Chart- Comparison of 60/40 Portfolios and Dollar Weighted Portfolios

In Conclusion 

Following a 60/40 portfolio may still appease some investors’ financial goals, however for many this one size fits all approach may not maximize risk-adjusted returns.  GHPIA’s dollar weighted model approach allows our clients the peace of mind that they will have adequate cash for their withdrawals through market downturns, but at the same time avoid being positioned too conservatively.  We frequently consider the cash flow needs of our clients, understanding that current circumstances are always subject to change, and adjust their custom portfolio models accordingly.  This strategy, along with our disciplined and sustainable approach for selecting favorable investment opportunities (as described in our  Q1 2021 Newsletter – How GHPIA Screens Stocks for Your Portfolio) may help mitigate the pain of bear markets and assist us in meeting investment goals.  

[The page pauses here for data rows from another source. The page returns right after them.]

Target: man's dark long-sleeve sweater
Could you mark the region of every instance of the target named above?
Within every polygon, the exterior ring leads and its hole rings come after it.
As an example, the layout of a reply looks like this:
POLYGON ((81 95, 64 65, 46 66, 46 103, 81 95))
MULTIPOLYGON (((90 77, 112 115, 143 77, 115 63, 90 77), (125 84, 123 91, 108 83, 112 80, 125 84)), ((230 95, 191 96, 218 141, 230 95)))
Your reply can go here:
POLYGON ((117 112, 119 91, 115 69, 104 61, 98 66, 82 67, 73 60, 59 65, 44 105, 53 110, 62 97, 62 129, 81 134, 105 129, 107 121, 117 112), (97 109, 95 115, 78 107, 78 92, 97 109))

Investment Insight is published as a service to our clients and other interested parties. This material is not intended to be relied upon as a forecast, research, investment, accounting, legal, or tax advice, and is not a recommendation, offer or solicitation to buy or sell any securities or to adopt any investment strategy. The views and strategies described may not be suitable for all investors. Individuals should seek advice from their own legal, tax, or investment counsel; the merits and suitability of any investment should be made by the investing individual. References to specific securities, asset classes, and financial markets are for illustrative purposes only. Actual holdings will vary for each client, and there is no guarantee that a particular account or portfolio will hold any or all of the securities listed. Past performance is no guarantee of future results. Investments carry risk and investors should be prepared to lose all or substantially all of their investment.